Gerade als die Vereinigung begann, Plaketten unter einige der bekannteren Fenster zu stellen, beschloss Babae, diese Tradition mit ihren Abenden eine Stunde lang (außer montags, wenn sie geschlossen sind) wieder zum Leben zu erwecken, serviert das Restaurant ihren Wein durch ihre eigene Weintür. In diesem Jahrhundert kommt der Wein jedoch in Gläsern und nicht in Flaschen.

Chiara Cati, eine der Besitzerinnen von Babae, unterhielt sich gerne über ihr Weinfenster.
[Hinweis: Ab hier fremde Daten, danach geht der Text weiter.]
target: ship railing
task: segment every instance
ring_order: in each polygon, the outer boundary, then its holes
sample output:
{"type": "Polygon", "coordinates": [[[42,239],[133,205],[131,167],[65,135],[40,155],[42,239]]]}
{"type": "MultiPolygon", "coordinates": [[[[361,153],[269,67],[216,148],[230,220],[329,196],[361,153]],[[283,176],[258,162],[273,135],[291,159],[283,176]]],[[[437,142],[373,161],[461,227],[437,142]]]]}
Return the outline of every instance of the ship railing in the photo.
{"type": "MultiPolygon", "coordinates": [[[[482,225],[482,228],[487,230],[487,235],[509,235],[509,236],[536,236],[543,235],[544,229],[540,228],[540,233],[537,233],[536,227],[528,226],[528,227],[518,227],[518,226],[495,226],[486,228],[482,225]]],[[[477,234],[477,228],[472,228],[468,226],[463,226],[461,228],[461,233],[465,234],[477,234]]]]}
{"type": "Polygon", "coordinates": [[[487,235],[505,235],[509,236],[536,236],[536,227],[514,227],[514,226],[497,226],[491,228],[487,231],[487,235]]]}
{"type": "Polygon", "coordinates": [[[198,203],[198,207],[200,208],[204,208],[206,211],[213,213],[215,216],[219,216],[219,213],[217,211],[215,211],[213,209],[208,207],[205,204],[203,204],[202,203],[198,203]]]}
Obwohl diese Wiedergeburt dieser jahrhundertealten Tradition nicht im Mittelpunkt des Restaurants stand, sagte Cati, als sie und ihre beiden Miteigentümer entdeckten, dass der Ort ein altes Weinfenster enthielt, wussten sie, dass sie ihm die gebührende Aufmerksamkeit widmen mussten. „Das Fenster war da, als wir das Haus gekauft haben, und es sah genauso aus wie jetzt“, sagt sie mit einem Lächeln. "Alles, was wir tun mussten, war es wieder zu öffnen und das Wort zu verbreiten."

Mit Street Food als neuestem Trend in ganz Italien schien es nur richtig, dass ihre Kunden jetzt vor dem Weinfenster ein Glas Rotwein trinken konnten, ohne das Restaurant zu betreten. Jetzt versammelt sich fast jede Nacht eine kleine Menschenmenge auf dem Bürgersteig, während eine Hand aus der Wand greift und volle Gläser Wein anbietet. Wenn Sie schließlich an einem Weinfenster in Florenz klingeln, antwortet jemand.